The Company was required to deposit the equivalent of one year of base rent in accordance with the lease. When the Company meets the minimum cash balance required by the lease, the deposit will be returned to the Company. The approximate $1.7 million deposit is included in non-current assets at March 31, 2017 and September 30, 2016.

 

The Company subleases a portion of its rental space on a month-to-month term lease, which requires a 30 day notice for termination. The Company receives approximately $6,000 per month in rent for the sub-leased space.

 

The Company leases its research and development laboratory under a 60 month lease which expires February 28, 2022. The operating lease includes escalating rental payments. The Company is recognizing the related rent expense on a straight line basis over the full 60 month term of the lease at the rate of approximately $13,000 per month.
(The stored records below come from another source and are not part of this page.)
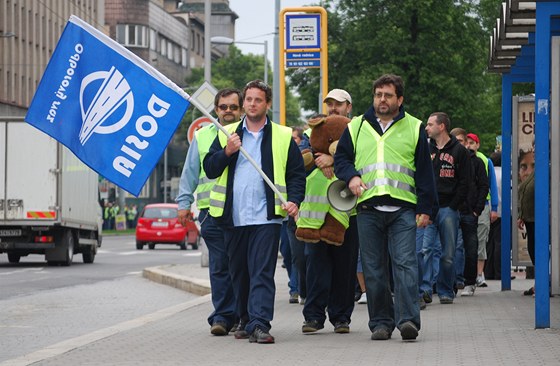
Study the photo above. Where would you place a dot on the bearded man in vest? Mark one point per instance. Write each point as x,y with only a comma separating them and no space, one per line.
248,209
227,105
384,158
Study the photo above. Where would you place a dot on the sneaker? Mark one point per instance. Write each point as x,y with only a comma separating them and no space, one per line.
341,327
422,303
241,332
311,326
468,291
261,336
480,281
380,334
409,331
219,328
427,297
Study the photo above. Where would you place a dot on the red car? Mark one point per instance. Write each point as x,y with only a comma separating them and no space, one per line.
158,224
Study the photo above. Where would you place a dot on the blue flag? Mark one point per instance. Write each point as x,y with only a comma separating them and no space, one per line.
108,106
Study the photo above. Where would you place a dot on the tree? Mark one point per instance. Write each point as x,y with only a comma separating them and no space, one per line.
235,70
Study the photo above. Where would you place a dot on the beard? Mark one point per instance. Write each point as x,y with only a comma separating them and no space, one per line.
386,110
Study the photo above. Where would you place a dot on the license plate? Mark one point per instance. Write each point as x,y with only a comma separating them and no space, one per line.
10,232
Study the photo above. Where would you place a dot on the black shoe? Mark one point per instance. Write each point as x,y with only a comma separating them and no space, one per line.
341,327
381,334
261,336
427,297
409,332
311,326
219,328
241,333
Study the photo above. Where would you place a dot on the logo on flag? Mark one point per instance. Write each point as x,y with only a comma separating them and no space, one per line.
109,107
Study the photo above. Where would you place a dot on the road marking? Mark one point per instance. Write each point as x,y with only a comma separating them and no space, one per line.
80,341
23,270
192,254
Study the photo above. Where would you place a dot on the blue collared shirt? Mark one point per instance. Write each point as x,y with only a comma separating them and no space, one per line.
249,195
189,177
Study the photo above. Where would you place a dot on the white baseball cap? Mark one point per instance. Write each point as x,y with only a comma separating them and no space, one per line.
338,95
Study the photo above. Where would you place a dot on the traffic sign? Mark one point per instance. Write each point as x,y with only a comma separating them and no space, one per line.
302,55
196,125
303,31
303,63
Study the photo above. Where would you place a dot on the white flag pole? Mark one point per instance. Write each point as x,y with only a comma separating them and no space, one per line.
241,149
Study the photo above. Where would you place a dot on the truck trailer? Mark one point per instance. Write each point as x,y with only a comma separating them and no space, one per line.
49,199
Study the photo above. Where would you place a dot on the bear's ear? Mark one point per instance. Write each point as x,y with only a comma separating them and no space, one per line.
314,122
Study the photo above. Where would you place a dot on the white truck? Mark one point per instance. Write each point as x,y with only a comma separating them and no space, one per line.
49,200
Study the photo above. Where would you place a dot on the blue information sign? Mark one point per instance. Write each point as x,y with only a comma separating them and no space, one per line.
303,55
303,63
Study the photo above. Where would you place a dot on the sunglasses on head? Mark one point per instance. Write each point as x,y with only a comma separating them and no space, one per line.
232,107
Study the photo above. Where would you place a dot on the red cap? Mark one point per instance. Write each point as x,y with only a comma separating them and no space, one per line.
473,137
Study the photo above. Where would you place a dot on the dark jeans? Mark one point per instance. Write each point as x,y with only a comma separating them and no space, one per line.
469,227
493,267
331,275
253,253
221,286
298,257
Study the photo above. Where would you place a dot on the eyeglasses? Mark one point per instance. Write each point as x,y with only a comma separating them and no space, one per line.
380,95
232,107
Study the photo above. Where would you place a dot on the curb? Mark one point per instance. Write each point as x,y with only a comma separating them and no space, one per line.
190,284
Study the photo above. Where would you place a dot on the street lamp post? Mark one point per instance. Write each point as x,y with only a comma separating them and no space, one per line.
228,41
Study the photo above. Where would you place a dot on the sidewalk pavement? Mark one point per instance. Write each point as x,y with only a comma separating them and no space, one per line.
491,328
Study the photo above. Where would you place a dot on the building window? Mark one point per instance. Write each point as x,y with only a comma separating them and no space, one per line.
132,35
153,40
184,57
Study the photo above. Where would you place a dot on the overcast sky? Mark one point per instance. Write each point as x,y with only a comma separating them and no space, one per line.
256,22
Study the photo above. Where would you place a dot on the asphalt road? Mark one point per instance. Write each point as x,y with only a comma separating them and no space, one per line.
116,258
42,305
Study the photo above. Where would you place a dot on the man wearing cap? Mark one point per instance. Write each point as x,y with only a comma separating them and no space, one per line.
490,212
339,102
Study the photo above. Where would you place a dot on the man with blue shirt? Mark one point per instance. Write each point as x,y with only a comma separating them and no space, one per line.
227,105
248,209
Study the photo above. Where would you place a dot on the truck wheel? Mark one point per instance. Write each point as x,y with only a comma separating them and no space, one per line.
13,257
68,244
88,255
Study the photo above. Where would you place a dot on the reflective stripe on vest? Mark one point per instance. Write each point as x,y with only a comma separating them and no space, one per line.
386,163
281,139
204,139
485,161
315,206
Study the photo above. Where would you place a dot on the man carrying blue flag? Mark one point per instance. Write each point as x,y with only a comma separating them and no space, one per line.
250,211
227,105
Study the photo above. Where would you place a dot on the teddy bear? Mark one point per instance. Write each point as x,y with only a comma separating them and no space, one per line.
325,133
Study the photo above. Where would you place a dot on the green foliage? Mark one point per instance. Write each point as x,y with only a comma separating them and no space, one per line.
439,47
234,71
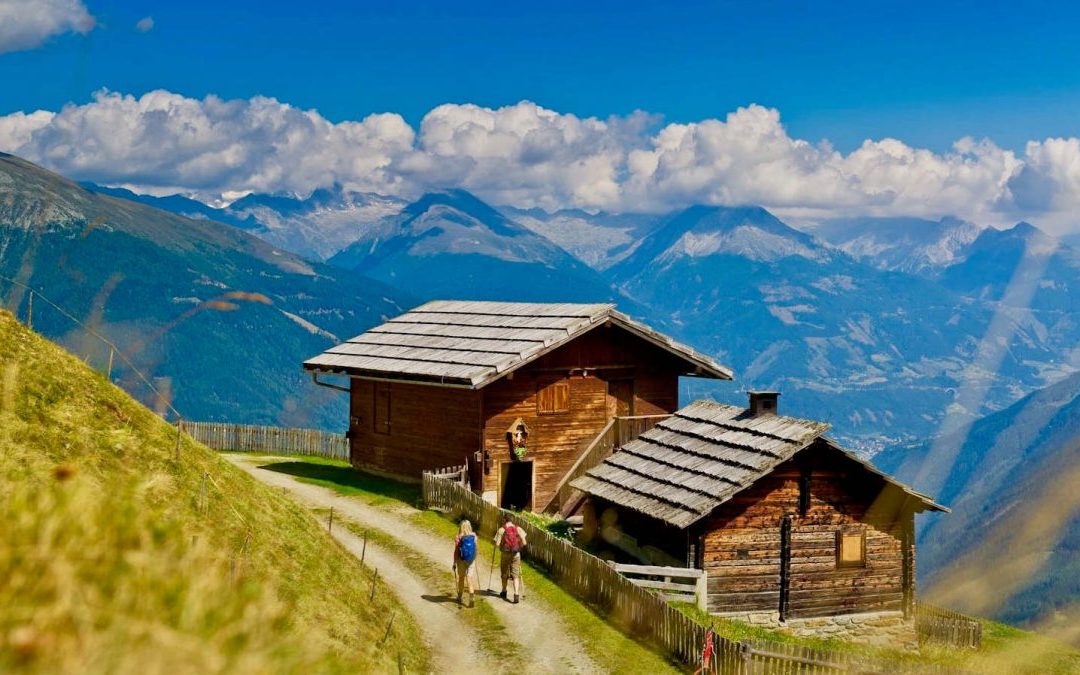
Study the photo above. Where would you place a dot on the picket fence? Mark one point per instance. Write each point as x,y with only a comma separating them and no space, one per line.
269,440
646,615
947,626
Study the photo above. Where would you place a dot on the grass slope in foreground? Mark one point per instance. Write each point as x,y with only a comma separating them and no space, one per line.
116,558
608,647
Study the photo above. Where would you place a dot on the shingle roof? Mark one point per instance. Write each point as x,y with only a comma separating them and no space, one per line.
472,343
702,456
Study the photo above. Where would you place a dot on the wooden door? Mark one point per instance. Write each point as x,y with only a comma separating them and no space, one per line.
620,397
516,485
381,413
785,566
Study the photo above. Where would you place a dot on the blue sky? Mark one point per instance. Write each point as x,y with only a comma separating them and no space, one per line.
928,72
812,110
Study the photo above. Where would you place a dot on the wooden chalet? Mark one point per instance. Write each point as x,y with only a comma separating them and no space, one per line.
782,518
516,391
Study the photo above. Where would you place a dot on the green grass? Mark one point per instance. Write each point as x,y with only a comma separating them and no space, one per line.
555,525
608,646
1004,649
116,558
345,480
481,617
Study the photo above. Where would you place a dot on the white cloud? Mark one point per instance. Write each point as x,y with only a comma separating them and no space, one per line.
26,24
528,156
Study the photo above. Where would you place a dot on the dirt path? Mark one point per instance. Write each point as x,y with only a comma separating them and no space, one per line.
454,648
547,643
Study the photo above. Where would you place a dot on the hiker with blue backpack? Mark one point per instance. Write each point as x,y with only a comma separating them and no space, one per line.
510,540
464,555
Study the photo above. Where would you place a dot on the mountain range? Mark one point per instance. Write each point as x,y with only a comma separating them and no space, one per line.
879,325
450,244
1011,547
944,349
218,318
As of March 31, 2017 and September 30, 2016, the Company has recorded a deferred rent liability of approximately $1,000 and $2,000, respectively.

 

The Company leases its office headquarters under a 60 month lease which expires June 30, 2020. The operating lease includes escalating rental payments. The Company is recognizing the related rent expense on a straight line basis over the full 60 month term of the lease at the rate approximately $8,000 per month. As of March 31, 2017 and September 30, 2016, the Company has recorded a deferred rent liability of approximately $18,000.

 

The Company leases office equipment under a capital lease arrangement. The term of the capital lease is 60 months and expires on October 31, 2021. The monthly lease payment is $505. The lease bears interest at approximately 6.25% per annum. The Company’s previous equipment lease expired on September 30, 2016.